Jesień to nie tylko spadające liście i czas grzybobrania, jesień to również czas, gdzie na leśnych i polnych krzewach zdobią się barwne jesienne owoce. Krzewy potrafią przyozdobić się różnobarwnymi owocami np. czerwonymi kuleczkami. Efektownie wtedy wyglądają w zestawieniu z przebarwiającymi się na różne kolory liśćmi. Berberys zwyczajny, głóg dwu szyjkowy, trzmielina pospolita, żurawina błotna i inne jesienne owoce zmieniają barwę na czerwoną. Ich kolor przyciąga wzrok ludzi i skrzydlatych przyjaciół.
Zdobią pola, lasy i ogrody nawet po spadnięciu liści.

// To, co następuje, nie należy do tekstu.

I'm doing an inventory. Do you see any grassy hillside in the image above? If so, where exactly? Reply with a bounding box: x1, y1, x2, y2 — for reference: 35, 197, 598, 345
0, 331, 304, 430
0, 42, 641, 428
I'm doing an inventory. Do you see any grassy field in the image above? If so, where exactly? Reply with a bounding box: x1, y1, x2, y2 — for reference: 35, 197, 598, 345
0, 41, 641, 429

Niektóre są jadalne i mają one niezwykłe właściwości lecznicze oraz są źródłem cennych witamin i minerałów. Jadalne dzikie owoce można spotkać w lasach, na łąkach, nieużytkach, zdziczałych sadach i ogrodach. Do zbierania nadają się tylko te rosnące z dala od dróg, dzięki temu zebrane owoce będą maksymalnie zdrowe i wartościowe dla naszego organizmu. Z tych różnych obfitości owoców dziko rosnących zawsze warto skorzystać i zgromadzić zapasy, które uprzyjemnią nam zimowe wieczory.

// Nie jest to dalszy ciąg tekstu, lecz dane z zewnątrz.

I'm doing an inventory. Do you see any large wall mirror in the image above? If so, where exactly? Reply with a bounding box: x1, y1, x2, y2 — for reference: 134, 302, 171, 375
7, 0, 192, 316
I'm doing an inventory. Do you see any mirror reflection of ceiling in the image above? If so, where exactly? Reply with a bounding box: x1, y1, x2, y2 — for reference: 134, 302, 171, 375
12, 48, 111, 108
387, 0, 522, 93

Istnieją jednak owoce wyglądające apetycznie, ale są niestety trujące dla ludzi, np. trzmielina pospolita. Za śmiertelną dla dorosłego człowieka dawkę uważa się 35 owoców. Natomiast większość gatunków niebezpiecznych dla człowieka ptakom zupełnie nie szkodzi. W ten sposób natura sprawiedliwie rozdziela swoje dary, by każdemu coś przypadło w udziale. Niektóre z tych owoców opadają już po pierwszych mrozach, niektóre utrzymują się do wiosny, dostarczając skrzydlatym mieszkańcom niezbędnych składników do przetrwania zimy.
Często zapominamy, że wiele roślin rosnących dziko ma jadalne smaczne i bardzo zdrowe owoce, korzystajmy więc ze zbierania jadalnych oraz podziwiania niejadalnych owoców tej jesiennej pory roku, która na Sejneńszczyźnie potrafi być piękna i kolorowa.